Chronique

SPHERE OF SOULS – FROM THE ASCHES… / LIONS MUSIC 2006

Cette dream team Hollandaise débarque avec leur premier album en poche, armé d’ex membres de Sun Caged (André Vuurboom et Joost Van Den Broek) ainsi que d’Autumn Equinox (Kees Harrison) et Imperium (Rob Ceronne) : ces 6 musiciens nous présentent un concept album progressive alléchant.
 
Une intro moderne pour commencer, « From the asches.. » débute tel un véritable album de prog. La voix d’André est très en retrait et me rappelle celle de ‘Mac’ (Threshold). Un morceau sympa un poil répété assez technique et pas facile d’approche surtout quand la voix est perdue derrière des guitares entêtantes. « Sweet sorrow » poursuit avec là aussi une étrange ressemblance aux Anglais de Threshold même si André utilise sa voix par moment plus en hauteur donnant beaucoup de personnalité au titre. On ne peut pas dire que le travail effectué par ces 6 gars soit mauvais mais il manque de profondeur, de relief cela sonne un peu trop plat et surtout très froid, car en plus l’utilisation des synthés confirme ce coté glacial ainsi que le jeu très carré des gratteux.

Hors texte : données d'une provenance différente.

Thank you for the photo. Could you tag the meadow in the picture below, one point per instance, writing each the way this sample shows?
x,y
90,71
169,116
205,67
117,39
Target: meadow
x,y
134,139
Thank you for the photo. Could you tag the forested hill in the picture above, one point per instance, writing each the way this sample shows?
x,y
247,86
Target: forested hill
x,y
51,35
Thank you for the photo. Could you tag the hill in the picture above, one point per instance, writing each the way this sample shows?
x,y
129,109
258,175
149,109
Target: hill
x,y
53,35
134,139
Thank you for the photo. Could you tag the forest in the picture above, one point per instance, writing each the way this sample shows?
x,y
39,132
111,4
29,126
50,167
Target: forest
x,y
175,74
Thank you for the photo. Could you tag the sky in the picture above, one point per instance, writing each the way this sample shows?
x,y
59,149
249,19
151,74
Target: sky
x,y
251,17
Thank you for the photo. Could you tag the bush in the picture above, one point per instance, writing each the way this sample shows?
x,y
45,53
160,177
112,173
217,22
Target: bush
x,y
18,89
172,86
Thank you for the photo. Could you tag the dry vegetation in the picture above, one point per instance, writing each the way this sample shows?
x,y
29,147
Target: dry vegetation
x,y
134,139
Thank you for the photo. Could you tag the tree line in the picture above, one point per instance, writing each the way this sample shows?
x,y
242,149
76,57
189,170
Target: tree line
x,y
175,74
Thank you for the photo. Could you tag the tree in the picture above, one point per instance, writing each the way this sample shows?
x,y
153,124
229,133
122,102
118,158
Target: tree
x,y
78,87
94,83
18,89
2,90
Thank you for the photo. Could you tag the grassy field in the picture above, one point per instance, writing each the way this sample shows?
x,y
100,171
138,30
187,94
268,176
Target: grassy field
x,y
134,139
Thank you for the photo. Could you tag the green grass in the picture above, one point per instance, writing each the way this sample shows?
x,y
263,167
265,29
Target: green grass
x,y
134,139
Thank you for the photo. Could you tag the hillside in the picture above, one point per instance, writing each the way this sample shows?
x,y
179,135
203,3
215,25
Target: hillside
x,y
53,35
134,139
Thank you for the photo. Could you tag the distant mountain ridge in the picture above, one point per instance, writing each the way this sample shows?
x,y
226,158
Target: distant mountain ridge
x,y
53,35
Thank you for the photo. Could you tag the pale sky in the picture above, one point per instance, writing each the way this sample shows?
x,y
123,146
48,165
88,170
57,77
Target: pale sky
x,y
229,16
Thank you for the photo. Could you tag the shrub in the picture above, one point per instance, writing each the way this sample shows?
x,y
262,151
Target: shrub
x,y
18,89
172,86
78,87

Moment calme et planant avec « Loss » un très joli moment super agréable à écouter. Juste une guitare, une voix et une ambiance au synthé très mélancolique qui colle parfaitement à ce super morceau. « Beneath the surface » commence comme du bon vieux Dream Theater (époque Image & Word), la voix passée au vocodeur est spéciale puis tout reprend sa place avec un bon esprit mystérieux pas dégueu. Des moments plus calmes viennent se poser donnant plus d’air. Un titre bien sympa.
« Empty » continue dans le bon vieux prog aux grosses guitares, et André pose sa voix mais j’ai l’impression qu’il a toujours la même façon de chanter et puis ses ressemblances avec Mac me dérangent particulièrement. Un titre sans personnalité. Voyons voir si cela s’arrange avec « Until death do us part », ouaih, pas vraiment plus, la voix se retrouve une nouvelle fois cachée derrière un flot de notes saturées. Quel don pour dénaturer le travail réalisé par une simple erreur de mixage.
Ambiance plus sombre avec « Extinct » et cette voix perdue dans les effets et les guitares trop en avant, putain quel gâchis, tout cela s’arrange avec l’arrivée du refrain. Musicalement tout cela sonne pas mal mais sans grande personnalité ce qui est bien dommage. « Room 9 » débute calmement pour une ballade sympa, très habituel mais qui sonne mal car la seule chose que l’on entend c’est la guitare dans le refrain avec tous ses défauts (normalement gommé en studio) de son : inadmissible !!
Entré bien cool avec « No salvation » qui me fera toujours autant penser à Threshold ce qui me gène car les Anglais étant des grands dans ce domaine… cela laisse peu de chance pour les ‘petit jeune’ de s’en sortir. Bien dommage car les idées sont sympas, alternant moment lourd et d’autres plus mystérieux. « Untruth » débute un peu comme “Until death do us part” 
et tourne en rond sur un riff entêtant mais aussi un peu gonflant. Heureusement que le refrain est plus calme avec des vocalises parfois prochent d’un King Diamond (en plus naturel). Mais bon rien de transcendant.
« Lies Inc » se fait très méchante avec une arrivée presque trash/balck bien sentie, tout comme la voix plus lourde. Mais tout ceci ne dure pas. N’empêche un bien bon titre qui change un peu et vous glacera le sang par son esprit morbide. « Room 6 »  débute sur une manière malsaine puis calme tout en une ballade aérienne très douce. Très proche dans sa structure que sa sœur « Room 9 » elle est aussi mieux enregistrée : sympathique !
Pour finir une histoire rien de mieux qu’un « Epilogue » et au piano, simple et intense. Très joli et suffisant, un doux moment pour quitter cet endroit complexe. 
 
Conclusion : un album sympa à écouter sans réelle saveur ni personnalité, ce qui ne gâche rien du travail effectué qui est quand même très bon (sauf par moment le mix). Un album de plus dans le grand bain du prog qui ne marquera pas forcement les esprits.